Billiar will lead microfluidic laboratory experiments that will stretch tiny amounts of biopolymer materials and expose them to fluid flows to examine how cells attach, proliferate, and migrate. A total of 18 undergraduate students will be involved in the project.
The project builds on Billiar’s previous work, which has examined how cell death leads to calcium deposits in heart tissue that cause aortic valves to fail and how mechanical forces and stresses affect programmed cell death.
When valves cannot be surgically repaired, doctors may replace a damaged valve with a mechanical valve made of durable materials such as carbon, or a valve made from animal or human heart tissue. Both types of valves, however, have limitations: Patients with mechanical valves must take blood thinners regularly to avoid clotting problems, and valves made from living tissue break down over time. More than 200,000 heart valves are replaced worldwide every year.

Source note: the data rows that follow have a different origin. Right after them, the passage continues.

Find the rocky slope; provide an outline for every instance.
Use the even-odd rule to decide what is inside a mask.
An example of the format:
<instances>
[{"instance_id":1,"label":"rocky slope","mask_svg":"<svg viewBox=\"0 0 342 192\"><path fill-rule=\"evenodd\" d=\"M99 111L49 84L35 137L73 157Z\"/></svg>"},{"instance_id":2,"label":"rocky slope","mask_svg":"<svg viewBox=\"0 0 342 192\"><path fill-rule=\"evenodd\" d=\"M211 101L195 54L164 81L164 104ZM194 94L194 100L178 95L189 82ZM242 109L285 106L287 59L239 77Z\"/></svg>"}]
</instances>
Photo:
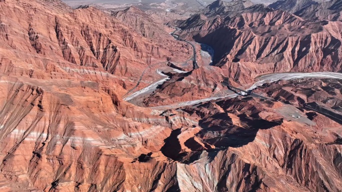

Experimental technologies involve using materials such polymers, similar to those used in absorbable surgical sutures, or biopolymers such as collagen, to build scaffolds that could be implanted in a heart valve. Over time, the body’s heart cells would grow a new living valve on the scaffold.
“Cancer and wound healing occur in moving tissues, too,” Billiar says. “My lab group hopes that our work will encourage researchers to adopt dynamic, moving methods to study how cells move, grow, and differentiate into other types of cells in the body.”